Group Ride Etiquette

30
Mar

Cycling does not have to be a solo endeavor. In fact, one of the best ways to get better is to ride with people faster than you. However, before you go out to your first local group ride keep these tips in mind!

  1. Ask Questions: Prior to the start of the ride, ask the regulars questions about the group. Is it a fast ride with lots of sprints and tactics? Is it a no-drop ride where there are designated spots to wait for the entire group? Where does the route go? Is there a ride leader? Find the right group ride for you! Some will fit your needs and current abilities better than others.
  2. Half Wheeling: This is when you overlap your front wheel with the rear wheel of a rider ahead of you. Don’t do it! Ride handlebar to handlebar with the person next to you so that the whole group can stay tightly together and safe. The easiest way to cause a crash in a group is to cross wheels so protect your front wheel at all times!
  3. Pacelining: Most group rides utilize some sort of paceline, but there are a variety of different types that may occur.
  • A double paceline is oftentimes used during warm up or when the speeds are slower. Two riders are on the front riding side by side at all times. Both riders pull off together, each to the outside, so that the next 2 riders in line pull through the middle to take over the front. This type of paceline takes up quite a bit of space on the road.
  • Once the speeds pick up, many groups use a rotating paceline where there are 2 lines side by side but one line is moving quicker than the other line. Once the rider in the front of the fast line is finished pulling, he pulls off to the side (at the front of the slow line), and begins to slowly drift back. When a rider is last in line in the slower line, they drift back over to the end of the fast line and slowly move up as the front riders continue to pull off and drift back.
  1. Pulling Off: If two riders are at the front together, communicate so that both riders pull off SMOOTHLY at the same time. Oftentimes, riders will give an elbow flick to indicate to the riders behind them that they are finished at the front. If you are solo, move gradually to the side when you are ready but make sure that you do not slow down until you are completely out of the way of the rider behind you.
  2. Pulling Through: Once the rider(s) in front move to the side, it’s the next rider’s turn to come to the front and “pull.” As soon as there is space, immediately begin maneuvering forward at a steady speed. Do NOT surge ahead.
  3. Sitting On: If you are not strong enough to take a pull on the front, it is acceptable to “sit on” at the back of the group. You do this by letting the riders coming to the back of the group (the ones that just finished at the front) slide in front of you. It is helpful for you to vocalize to them that you are not pulling through so that they know to close the small gap you leave for them. The art of sitting on takes quite a bit of practice since sometimes you can let gaps form as you let other riders into the paceline. Another option is to take a decidedly very short pull on the front. Sometimes it is easier to stay in the rotating paceline and go to the front but just immediately pull off when you do reach the front.
  4. Maneuvering through a Group: Any movement that you do should be gradual and steady. Don’t immediately veer in one direction or slam on your brakes. Doing anything sudden will likely cause a crash.
  5. Obstacles: If you are in a very small group, verbally yelling for objects such as potholes, cars, road debris, etc can be acceptable. However, in big groups realize that the only people that will probably hear you are those a couple rows back from you. They may hear you yell something but are not sure the details, which then causes them to look frantically around for why someone is yelling. Generally, hand signals are more effective in large groups. Also, only point out obstacles that are worth noting (can cause damage to a bike or person behind you).
  6. Slowing Down: If the riders in front of you start slowing and cause you to need to reduce your speed, do so as gradually as you can. One way to do this to come out to the side a little to reduce the effect of the draft and let the wind naturally slow you. You can also LIGHTLY tap your brakes to maintain formation but do not slam on the brakes.

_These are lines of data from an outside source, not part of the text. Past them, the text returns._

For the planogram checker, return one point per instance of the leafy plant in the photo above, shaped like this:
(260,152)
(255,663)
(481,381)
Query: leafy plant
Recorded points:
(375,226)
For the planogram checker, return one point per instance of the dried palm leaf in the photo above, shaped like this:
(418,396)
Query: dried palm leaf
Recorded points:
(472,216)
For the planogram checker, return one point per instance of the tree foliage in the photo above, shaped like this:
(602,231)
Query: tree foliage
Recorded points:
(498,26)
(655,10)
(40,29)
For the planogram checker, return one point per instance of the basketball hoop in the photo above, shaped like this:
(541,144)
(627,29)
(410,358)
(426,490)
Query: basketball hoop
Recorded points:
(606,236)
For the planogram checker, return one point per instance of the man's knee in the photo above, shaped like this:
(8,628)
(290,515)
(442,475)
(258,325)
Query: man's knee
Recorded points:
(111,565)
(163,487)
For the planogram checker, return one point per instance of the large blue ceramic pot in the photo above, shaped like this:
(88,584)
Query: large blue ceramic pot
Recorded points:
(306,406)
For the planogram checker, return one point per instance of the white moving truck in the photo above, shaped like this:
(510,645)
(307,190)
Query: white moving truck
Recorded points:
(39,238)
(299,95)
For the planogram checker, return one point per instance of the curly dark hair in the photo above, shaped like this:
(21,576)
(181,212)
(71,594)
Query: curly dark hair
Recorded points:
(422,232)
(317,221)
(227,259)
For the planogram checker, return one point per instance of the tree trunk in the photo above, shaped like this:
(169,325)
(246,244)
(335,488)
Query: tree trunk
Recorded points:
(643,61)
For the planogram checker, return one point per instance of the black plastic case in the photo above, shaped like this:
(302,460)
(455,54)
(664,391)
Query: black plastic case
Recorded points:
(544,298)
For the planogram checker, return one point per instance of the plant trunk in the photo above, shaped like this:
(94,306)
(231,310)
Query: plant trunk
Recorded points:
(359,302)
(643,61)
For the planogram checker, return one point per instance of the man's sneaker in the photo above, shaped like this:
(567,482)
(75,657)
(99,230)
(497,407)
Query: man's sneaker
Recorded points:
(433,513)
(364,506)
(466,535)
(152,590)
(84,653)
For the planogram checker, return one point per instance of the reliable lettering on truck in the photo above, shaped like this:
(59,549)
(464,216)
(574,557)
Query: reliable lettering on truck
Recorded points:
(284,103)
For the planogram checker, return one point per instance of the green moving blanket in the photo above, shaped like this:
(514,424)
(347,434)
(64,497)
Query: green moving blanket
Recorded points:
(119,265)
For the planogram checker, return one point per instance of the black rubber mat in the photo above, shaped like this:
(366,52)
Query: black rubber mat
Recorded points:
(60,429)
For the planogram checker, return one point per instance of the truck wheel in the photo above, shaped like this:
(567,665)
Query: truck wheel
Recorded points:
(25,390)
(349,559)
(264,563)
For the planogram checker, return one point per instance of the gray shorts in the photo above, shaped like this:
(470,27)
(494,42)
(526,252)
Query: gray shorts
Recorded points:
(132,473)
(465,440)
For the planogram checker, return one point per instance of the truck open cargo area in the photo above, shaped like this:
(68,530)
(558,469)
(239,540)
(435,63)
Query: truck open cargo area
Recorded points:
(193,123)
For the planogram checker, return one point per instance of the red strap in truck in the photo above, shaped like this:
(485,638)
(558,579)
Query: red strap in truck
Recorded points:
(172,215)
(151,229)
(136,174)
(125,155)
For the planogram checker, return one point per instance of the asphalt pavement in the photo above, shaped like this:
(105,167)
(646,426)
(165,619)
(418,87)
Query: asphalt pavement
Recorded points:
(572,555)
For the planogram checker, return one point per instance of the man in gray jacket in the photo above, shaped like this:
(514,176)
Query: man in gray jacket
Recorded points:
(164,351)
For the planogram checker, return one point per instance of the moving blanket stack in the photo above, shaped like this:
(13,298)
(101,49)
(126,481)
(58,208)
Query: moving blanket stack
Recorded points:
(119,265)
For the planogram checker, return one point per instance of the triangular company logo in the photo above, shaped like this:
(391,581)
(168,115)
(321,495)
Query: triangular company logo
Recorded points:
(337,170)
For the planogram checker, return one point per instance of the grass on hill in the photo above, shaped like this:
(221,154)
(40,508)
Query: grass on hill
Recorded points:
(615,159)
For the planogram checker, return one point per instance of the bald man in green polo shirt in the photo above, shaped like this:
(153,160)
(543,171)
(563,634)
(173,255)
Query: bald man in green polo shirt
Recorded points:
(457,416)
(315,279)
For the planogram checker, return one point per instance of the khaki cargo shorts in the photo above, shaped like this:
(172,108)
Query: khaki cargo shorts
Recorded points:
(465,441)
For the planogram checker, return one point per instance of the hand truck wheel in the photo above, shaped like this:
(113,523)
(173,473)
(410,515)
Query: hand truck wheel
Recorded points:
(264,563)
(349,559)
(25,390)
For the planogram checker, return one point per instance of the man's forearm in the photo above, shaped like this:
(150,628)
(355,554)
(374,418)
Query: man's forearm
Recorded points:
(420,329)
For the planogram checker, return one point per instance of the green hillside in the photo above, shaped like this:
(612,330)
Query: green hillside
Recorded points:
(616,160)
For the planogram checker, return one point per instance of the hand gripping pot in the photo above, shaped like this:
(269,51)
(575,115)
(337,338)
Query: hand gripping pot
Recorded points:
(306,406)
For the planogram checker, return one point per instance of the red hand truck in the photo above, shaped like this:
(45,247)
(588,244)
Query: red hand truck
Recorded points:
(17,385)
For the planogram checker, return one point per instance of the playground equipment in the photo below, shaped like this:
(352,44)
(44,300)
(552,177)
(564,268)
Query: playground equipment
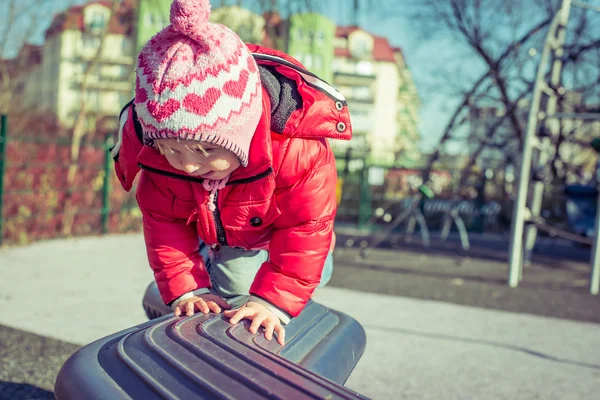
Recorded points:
(415,211)
(536,153)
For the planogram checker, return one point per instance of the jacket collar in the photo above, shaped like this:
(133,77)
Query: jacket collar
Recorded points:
(260,158)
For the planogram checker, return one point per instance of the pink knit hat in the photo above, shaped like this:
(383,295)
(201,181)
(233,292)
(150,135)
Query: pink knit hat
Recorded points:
(198,81)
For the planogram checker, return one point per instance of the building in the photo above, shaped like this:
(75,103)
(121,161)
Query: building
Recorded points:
(14,82)
(152,17)
(250,27)
(310,41)
(57,85)
(408,152)
(381,96)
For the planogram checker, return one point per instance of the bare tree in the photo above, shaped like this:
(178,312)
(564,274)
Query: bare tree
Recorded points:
(81,125)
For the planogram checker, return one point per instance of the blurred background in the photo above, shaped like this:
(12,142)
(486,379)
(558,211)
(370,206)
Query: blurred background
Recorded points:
(439,94)
(476,132)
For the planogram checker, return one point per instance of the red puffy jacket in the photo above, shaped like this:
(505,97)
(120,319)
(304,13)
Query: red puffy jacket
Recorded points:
(283,201)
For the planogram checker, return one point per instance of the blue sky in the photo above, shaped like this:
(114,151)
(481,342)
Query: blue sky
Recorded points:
(424,56)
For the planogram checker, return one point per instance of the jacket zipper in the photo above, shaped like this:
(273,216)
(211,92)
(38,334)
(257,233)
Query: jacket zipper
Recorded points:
(251,179)
(221,237)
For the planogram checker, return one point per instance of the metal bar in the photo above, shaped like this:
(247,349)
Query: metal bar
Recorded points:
(518,221)
(579,116)
(595,260)
(553,125)
(586,6)
(106,184)
(364,205)
(3,140)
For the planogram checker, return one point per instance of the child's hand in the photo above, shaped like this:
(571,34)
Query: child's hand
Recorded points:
(204,303)
(259,315)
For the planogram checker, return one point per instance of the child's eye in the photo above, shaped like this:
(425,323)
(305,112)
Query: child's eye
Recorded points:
(205,151)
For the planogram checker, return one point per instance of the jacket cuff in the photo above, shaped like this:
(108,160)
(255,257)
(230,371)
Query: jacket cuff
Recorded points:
(188,295)
(283,317)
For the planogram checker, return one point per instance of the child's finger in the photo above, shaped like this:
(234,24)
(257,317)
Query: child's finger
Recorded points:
(214,307)
(202,306)
(270,325)
(189,309)
(257,322)
(240,314)
(222,303)
(280,334)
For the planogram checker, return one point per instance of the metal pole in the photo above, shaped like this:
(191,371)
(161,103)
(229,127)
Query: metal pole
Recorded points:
(595,260)
(553,125)
(364,205)
(3,140)
(106,184)
(595,276)
(518,221)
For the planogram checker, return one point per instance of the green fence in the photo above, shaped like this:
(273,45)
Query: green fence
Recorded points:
(39,201)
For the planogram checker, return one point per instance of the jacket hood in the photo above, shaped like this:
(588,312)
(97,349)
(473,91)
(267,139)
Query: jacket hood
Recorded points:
(297,105)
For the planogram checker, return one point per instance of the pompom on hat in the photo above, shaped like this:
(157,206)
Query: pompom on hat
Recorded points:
(198,81)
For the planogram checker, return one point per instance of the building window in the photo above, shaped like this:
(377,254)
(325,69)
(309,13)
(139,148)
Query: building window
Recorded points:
(89,44)
(308,61)
(364,68)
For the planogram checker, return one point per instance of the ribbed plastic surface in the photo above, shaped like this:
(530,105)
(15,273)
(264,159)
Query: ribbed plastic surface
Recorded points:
(205,357)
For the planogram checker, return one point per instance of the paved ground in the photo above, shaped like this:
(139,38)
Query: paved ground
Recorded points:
(61,292)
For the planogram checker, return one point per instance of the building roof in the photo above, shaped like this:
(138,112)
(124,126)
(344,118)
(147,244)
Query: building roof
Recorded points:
(29,56)
(382,50)
(72,19)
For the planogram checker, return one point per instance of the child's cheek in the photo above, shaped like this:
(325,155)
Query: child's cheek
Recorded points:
(220,164)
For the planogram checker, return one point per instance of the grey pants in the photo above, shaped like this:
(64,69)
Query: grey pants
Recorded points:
(232,270)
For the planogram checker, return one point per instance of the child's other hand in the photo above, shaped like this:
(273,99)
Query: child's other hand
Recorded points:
(204,303)
(260,316)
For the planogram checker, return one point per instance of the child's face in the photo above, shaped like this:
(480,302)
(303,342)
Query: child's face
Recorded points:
(202,160)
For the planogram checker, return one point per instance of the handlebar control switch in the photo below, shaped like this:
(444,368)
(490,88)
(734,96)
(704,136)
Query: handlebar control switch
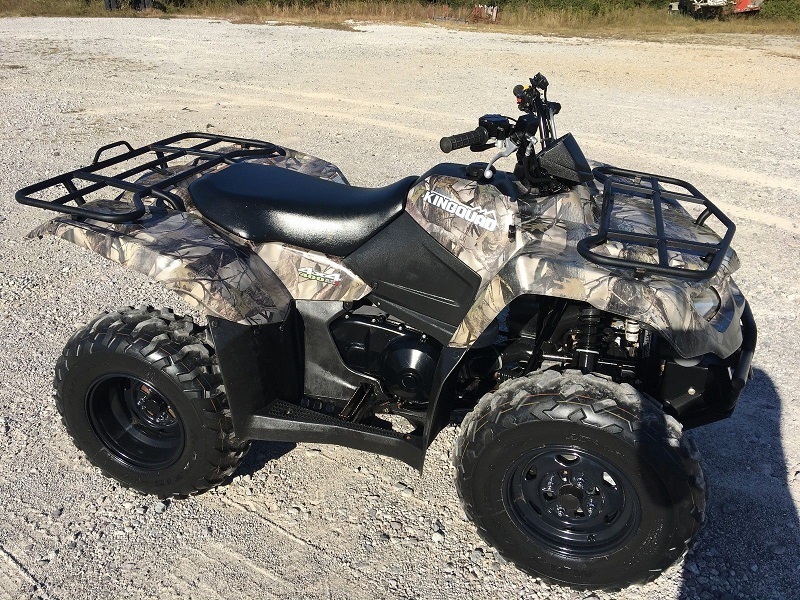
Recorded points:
(498,126)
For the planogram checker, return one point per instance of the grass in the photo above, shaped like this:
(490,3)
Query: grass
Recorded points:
(588,18)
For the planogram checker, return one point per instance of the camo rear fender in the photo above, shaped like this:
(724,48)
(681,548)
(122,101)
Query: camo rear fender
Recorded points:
(186,255)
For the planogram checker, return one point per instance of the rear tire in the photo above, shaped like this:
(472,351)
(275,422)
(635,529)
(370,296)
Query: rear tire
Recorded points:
(579,481)
(140,393)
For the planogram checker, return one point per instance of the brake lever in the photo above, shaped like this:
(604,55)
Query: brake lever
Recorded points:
(509,148)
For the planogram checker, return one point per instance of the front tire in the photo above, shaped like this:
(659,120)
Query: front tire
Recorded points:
(579,481)
(140,393)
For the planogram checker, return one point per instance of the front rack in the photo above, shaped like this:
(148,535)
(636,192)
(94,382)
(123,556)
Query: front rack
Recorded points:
(153,158)
(647,185)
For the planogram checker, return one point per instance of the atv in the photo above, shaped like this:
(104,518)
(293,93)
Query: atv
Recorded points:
(576,317)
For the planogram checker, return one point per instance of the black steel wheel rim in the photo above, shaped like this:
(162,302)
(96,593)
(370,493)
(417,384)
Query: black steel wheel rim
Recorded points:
(135,422)
(572,501)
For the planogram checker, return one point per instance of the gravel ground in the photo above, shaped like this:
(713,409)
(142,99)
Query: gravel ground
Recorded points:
(325,522)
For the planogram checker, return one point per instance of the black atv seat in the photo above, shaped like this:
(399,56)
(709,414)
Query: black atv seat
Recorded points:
(263,203)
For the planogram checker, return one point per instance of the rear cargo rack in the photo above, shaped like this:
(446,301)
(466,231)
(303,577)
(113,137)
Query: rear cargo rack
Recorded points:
(646,185)
(158,157)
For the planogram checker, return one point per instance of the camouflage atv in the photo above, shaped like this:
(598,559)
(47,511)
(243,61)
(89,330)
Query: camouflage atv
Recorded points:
(576,316)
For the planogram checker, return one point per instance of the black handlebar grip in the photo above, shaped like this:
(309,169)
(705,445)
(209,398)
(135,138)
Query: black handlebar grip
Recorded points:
(462,140)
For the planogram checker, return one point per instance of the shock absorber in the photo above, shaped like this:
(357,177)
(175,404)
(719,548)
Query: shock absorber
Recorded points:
(588,347)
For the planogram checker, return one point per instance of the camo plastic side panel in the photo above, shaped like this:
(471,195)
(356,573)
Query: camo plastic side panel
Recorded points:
(470,220)
(311,275)
(549,264)
(662,304)
(182,252)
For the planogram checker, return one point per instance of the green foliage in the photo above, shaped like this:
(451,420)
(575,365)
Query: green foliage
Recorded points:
(781,9)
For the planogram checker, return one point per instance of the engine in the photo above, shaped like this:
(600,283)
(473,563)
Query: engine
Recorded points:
(400,357)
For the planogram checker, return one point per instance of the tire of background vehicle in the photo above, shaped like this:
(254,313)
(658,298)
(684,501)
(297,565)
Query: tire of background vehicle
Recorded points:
(579,481)
(140,393)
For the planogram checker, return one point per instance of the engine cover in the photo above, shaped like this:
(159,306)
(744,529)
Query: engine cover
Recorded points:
(402,358)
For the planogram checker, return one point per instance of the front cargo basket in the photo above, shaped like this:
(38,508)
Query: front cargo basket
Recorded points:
(618,183)
(124,173)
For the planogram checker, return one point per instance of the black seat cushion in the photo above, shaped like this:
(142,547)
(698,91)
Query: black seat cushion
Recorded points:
(262,203)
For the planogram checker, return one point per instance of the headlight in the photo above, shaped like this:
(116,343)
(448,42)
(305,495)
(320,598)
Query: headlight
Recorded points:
(707,303)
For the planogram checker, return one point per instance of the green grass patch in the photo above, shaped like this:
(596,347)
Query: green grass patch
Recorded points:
(590,18)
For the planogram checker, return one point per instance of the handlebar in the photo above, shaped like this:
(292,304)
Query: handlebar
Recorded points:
(461,140)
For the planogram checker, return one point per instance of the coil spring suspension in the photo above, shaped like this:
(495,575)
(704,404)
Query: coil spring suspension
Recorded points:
(588,347)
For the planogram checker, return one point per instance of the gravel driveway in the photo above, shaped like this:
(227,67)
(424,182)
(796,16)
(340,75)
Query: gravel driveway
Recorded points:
(305,521)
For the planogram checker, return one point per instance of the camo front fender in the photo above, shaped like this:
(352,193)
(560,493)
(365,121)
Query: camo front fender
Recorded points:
(182,252)
(664,304)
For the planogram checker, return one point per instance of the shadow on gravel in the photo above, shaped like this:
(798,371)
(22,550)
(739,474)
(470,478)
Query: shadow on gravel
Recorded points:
(260,454)
(748,547)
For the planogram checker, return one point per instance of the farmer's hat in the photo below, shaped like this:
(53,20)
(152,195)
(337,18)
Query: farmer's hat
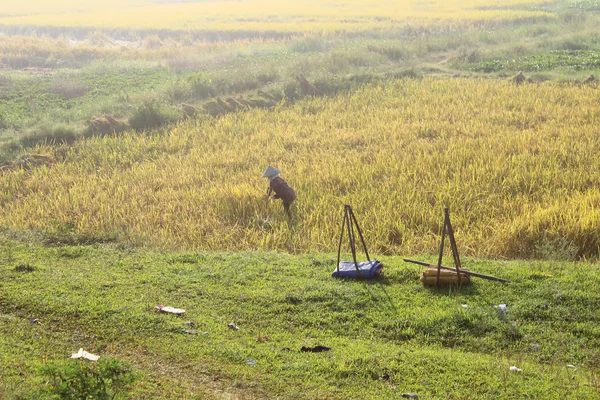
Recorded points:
(271,171)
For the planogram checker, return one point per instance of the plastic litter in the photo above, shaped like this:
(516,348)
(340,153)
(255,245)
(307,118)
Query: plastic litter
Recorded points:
(316,349)
(86,355)
(170,310)
(233,326)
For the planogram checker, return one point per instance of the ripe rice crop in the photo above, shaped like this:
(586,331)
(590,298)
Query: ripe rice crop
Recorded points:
(517,165)
(265,16)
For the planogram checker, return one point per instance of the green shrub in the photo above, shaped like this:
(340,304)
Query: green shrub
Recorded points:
(49,134)
(106,379)
(202,87)
(150,114)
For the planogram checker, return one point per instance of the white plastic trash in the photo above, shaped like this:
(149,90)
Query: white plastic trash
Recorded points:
(170,310)
(86,355)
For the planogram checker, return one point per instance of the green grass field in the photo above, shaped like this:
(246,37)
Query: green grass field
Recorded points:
(132,139)
(102,298)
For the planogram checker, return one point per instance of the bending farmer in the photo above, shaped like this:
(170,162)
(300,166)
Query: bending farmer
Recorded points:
(282,190)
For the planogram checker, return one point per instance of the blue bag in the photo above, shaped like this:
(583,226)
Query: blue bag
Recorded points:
(366,270)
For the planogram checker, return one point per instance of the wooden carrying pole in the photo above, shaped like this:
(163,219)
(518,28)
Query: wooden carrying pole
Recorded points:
(462,271)
(458,268)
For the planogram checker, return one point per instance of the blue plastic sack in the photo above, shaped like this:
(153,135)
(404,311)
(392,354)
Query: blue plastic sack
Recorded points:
(368,269)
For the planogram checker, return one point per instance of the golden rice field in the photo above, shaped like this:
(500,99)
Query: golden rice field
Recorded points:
(264,15)
(517,165)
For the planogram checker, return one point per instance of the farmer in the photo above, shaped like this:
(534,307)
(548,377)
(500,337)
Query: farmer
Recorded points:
(282,190)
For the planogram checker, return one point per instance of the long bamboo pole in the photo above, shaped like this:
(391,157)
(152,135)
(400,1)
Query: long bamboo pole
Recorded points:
(462,271)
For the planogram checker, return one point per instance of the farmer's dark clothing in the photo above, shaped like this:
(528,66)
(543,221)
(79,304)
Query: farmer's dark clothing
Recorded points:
(282,190)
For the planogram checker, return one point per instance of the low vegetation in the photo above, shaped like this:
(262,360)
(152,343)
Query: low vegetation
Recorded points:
(386,338)
(132,138)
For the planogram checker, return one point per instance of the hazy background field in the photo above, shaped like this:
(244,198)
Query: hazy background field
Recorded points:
(516,171)
(132,139)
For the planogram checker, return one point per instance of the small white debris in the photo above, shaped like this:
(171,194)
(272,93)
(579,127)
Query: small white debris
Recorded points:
(233,326)
(170,310)
(86,355)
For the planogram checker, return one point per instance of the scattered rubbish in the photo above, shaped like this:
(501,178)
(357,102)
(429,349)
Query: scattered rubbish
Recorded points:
(535,347)
(86,355)
(25,268)
(316,349)
(170,310)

Riding in a group takes a lot of practice and time to get confident and comfortable. You may get frustrated by how early you lose contact and feel like you are fitter than some of the riders that last longer than you. Realize that this is very common though and just keep learning from each ride. Group rides are a fantastic way to meet fellow cyclists, gain fitness and skills, and have fun, so go find one in your area to try!